Photos: Sian Cain/The Guardian
Where libraries are scarce, Indonesians have risen to the challenge. Sutino ‘Kinong’ Hadi, above, runs the Bemo mobile library in a Jakarta suburb.
Books are important for children, but there are many places around the world where books are scarce. Caring adults do what they can to fill in the gaps, sometimes even going without food in order to buy more books.
Sian Cain writes at the Guardian, “With a great heave, a young man pushes the ancient, three-wheeled rickshaw down a ramp and it splutters to a start. The driver, Sutino ‘Kinong’ Hadi, laughs as he putters his tiny Bemo in a loop outside a preschool in Tanah Abang, in central Jakarta. It’s all the signal the children need; around 20 flood out to envelope the car, pulling at hangings, clambering into the front seat. It’s an exciting time: their library has arrived.
“Kinong is one of thousands of Indonesians who have opened their own library in their own communities. Estimates suggest there are thousands of such libraries in Indonesia, started by ordinary people with great initiative to address the lack of books in their area and funded by occasional donations.
“There is the Perahu Pustaka, a library boat that sails around West Sulawesi. There are libraries on the back of vegetable carts, shelves lugged around by horses in Serang and in West Papua. Across Banten, a 200-strong motorbike gang called the Komunitas Motor Literasi (Moli), brings books to homes from a box attached to their vehicles, delivered with the ease of a takeaway. …
“The persistent myth that Indonesians aren’t interested in reading still pervades; last September, Jakarta governor, Anies Baswedan, told the Jakarta Post: ‘We are challenged to improve our reading interest, particularly in an era where people are far more interested in reading WhatsApp [chats] than in reading books … People nowadays prefer to skim rather than read.’
“But civilians argue that interest isn’t the problem, it’s the lack of infrastructure. ‘Reading appetite isn’t low in Indonesia, it’s just hard to get books,’ says Laura Prinsloo, a publisher … ‘A lot of the people operating these libraries don’t have an education, which makes it hard in a place where it’s about who you know. So if you don’t know anyone, you just do it yourself.’
“Like Andri Gunawan, a wiry young man who heads up the Komunitas Motor Literasi. He never had a library in any of his schools and only became a voracious reader as an adult. ‘Contrary to what a lot of people say, it’s not that there is no interest in reading, it is that there are no books,’ he says. …

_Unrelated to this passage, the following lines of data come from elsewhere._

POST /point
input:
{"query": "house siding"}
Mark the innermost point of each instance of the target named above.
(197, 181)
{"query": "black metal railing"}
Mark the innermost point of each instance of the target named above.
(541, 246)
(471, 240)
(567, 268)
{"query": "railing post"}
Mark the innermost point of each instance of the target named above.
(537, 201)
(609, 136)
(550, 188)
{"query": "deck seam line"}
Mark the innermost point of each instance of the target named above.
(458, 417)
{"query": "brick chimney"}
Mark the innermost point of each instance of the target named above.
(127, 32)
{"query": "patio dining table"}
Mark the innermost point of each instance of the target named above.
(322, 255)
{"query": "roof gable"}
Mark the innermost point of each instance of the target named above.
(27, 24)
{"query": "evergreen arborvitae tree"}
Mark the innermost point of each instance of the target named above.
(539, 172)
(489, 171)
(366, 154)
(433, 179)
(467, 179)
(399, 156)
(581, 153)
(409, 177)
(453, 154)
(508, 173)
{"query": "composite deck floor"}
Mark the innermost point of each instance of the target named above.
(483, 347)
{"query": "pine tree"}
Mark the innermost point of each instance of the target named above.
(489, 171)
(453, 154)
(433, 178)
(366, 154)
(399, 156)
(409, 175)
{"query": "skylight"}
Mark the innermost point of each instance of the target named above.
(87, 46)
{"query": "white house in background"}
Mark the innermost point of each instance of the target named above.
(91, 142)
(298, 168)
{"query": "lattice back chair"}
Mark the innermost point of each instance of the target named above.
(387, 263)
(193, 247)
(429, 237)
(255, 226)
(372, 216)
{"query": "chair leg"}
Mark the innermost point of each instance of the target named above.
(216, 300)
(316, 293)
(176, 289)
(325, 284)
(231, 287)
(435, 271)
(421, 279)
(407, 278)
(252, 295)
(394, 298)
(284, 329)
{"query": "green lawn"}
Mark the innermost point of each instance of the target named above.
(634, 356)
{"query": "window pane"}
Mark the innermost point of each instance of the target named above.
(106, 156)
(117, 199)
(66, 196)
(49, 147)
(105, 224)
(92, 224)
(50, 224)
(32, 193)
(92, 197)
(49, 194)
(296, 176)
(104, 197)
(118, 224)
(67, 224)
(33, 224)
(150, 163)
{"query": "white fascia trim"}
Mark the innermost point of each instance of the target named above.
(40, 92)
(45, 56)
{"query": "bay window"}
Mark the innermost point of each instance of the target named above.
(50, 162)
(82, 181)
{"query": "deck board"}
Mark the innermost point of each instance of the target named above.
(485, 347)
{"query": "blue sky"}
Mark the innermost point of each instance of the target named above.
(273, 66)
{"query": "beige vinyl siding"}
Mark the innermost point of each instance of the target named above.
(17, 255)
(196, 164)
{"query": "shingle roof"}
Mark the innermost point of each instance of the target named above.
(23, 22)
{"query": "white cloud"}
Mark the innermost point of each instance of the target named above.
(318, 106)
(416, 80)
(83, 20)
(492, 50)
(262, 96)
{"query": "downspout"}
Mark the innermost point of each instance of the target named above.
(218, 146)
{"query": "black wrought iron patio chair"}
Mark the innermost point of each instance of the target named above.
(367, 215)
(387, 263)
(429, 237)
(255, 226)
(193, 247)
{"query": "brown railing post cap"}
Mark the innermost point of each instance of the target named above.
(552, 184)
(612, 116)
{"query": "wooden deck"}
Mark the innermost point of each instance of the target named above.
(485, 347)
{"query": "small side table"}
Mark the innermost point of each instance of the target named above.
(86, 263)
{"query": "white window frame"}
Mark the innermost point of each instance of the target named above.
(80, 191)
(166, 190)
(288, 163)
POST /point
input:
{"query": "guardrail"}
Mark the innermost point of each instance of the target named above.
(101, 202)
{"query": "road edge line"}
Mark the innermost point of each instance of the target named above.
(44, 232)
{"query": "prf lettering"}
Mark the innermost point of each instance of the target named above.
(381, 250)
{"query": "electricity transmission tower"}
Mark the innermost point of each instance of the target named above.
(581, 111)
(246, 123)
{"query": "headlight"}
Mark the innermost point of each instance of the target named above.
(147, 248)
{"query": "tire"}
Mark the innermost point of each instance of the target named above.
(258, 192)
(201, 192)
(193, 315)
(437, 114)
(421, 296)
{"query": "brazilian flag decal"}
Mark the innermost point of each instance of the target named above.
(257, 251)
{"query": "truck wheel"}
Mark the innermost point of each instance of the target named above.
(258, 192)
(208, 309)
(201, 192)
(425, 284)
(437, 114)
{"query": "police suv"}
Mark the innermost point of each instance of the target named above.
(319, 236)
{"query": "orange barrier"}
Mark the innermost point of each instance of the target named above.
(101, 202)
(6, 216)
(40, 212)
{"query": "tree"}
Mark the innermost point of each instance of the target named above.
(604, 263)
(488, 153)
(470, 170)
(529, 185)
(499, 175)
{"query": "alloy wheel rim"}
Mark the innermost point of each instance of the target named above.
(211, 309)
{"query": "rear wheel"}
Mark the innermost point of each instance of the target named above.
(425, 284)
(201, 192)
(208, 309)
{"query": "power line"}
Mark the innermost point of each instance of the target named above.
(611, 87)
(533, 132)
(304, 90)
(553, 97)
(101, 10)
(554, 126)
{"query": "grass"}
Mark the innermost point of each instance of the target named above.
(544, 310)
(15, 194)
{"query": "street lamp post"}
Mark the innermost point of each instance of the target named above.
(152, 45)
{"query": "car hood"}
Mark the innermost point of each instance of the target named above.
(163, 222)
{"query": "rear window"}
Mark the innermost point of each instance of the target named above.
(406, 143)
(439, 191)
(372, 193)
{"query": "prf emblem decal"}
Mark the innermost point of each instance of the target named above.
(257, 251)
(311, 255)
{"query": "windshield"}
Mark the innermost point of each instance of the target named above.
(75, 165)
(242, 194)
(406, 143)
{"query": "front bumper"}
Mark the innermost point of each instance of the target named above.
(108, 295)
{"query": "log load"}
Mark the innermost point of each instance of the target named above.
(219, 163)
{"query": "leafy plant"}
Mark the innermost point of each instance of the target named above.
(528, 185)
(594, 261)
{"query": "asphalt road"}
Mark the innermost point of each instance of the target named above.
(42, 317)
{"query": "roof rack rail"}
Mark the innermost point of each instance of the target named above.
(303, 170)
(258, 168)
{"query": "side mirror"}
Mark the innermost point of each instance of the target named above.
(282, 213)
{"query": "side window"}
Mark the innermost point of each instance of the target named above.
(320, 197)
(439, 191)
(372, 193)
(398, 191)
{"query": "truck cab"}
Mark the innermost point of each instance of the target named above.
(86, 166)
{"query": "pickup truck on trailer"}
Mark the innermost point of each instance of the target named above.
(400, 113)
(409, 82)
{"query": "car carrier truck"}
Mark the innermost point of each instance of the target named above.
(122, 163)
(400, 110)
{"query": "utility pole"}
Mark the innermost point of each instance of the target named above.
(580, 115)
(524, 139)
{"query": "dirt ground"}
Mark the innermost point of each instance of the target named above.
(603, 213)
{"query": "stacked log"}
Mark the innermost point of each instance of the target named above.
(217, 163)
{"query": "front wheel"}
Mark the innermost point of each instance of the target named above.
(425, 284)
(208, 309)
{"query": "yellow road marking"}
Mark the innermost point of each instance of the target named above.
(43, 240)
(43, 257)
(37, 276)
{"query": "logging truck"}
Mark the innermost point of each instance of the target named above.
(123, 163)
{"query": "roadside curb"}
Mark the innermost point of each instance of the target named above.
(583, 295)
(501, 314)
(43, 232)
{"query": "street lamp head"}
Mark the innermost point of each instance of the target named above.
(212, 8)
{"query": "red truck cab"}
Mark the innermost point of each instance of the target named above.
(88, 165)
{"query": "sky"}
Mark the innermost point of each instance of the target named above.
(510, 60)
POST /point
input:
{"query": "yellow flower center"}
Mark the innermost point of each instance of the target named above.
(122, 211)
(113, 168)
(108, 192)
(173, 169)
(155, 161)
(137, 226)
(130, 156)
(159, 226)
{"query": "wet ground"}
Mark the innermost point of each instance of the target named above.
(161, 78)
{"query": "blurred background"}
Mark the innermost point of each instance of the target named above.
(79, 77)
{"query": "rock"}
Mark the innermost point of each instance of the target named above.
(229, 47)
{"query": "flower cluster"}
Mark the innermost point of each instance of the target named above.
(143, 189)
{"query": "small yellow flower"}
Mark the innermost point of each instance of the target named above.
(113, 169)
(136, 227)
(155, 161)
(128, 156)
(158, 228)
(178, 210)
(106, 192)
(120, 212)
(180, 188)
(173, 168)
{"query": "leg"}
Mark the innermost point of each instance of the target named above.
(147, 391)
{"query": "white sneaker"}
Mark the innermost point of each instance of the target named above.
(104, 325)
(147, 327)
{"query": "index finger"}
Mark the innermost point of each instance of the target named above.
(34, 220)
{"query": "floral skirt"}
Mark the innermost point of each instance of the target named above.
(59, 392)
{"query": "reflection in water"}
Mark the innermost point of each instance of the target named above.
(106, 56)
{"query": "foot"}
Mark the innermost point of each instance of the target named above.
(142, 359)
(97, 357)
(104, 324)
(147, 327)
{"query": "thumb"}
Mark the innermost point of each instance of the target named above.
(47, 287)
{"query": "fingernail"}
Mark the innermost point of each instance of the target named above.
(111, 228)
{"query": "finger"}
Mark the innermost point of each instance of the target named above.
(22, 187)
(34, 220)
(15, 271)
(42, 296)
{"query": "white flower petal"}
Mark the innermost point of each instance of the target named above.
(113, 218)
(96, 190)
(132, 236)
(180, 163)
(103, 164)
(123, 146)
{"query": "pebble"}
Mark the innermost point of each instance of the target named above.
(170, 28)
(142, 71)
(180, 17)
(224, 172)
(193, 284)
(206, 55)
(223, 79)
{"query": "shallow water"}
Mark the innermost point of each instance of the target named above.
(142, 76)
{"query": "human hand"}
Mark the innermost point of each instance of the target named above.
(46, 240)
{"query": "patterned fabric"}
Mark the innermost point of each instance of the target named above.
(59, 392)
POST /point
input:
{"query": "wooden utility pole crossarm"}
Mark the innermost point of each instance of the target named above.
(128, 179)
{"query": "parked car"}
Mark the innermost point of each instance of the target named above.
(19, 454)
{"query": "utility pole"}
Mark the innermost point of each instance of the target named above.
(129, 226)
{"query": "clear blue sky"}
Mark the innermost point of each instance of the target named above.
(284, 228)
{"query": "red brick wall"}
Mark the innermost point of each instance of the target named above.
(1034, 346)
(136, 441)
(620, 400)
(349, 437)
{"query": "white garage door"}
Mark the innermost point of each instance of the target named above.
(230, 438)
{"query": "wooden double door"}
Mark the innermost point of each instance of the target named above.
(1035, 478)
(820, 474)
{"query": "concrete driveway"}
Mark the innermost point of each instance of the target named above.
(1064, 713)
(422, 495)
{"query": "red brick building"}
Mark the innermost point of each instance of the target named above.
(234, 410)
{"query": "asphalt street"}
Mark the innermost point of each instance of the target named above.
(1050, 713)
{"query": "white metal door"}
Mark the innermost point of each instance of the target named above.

“Or Kiswanti, a 52-year-old woman who started out delivering books door-to-door for free on her bicycle. Now, her library and school Warabal, found in Parung, Java, is 21 years old and houses 15,000 books, looked after by 25 volunteers for 1,700 members. …
“ ‘My father apologised as he couldn’t send me on to further education’ she says. ‘But he told me, if I wanted to be smarter, I had to read.’ …
“When Kiswanti opened Warabal in 1997, she even began fasting 10 days each month to buy more.
‘I needed 3,000 rupiah (16p) to eat a day,’ she explains. ‘If I didn’t eat, I can save 30,000 (£1.66) in 10 days – so I could take our best students by taking them to bookshops and buy them any book they want.’ …
“ ‘Reading transports me and introduces me to new worlds – I want to give children that.’ ”
More at the Guardian, here. For similar stories on seat-of-the-pants libraries around the world, search the blog on the word “library.”
This mobile library has been running since 2013. The children are eager for books, but Hadi has found it’s not advisable to let the books go home if he wants them back.
Books in the back of vegetable carts! Love that mental picture.
As necessary to good health as vegetables.
This is so heartening! I remember going to the bookmobile in my rural area, in the summers–it sustained me! And at our local transfer station, where we take the trash once a week, the attendant has set up a little lending library, with books that would otherwise would have been thrown away!
Super! A friend of mine, a Proust devotee, found an early edition at the dump once.
The power of books and story!
I wish there were enough books for kids to take a few they could keep.
I really enjoyed reading this. We face a similar dilemma where I am based and your post made me wonder if creative solutions could be key to making more people read. Thanks for the past
Where there’s a will, there’s a way.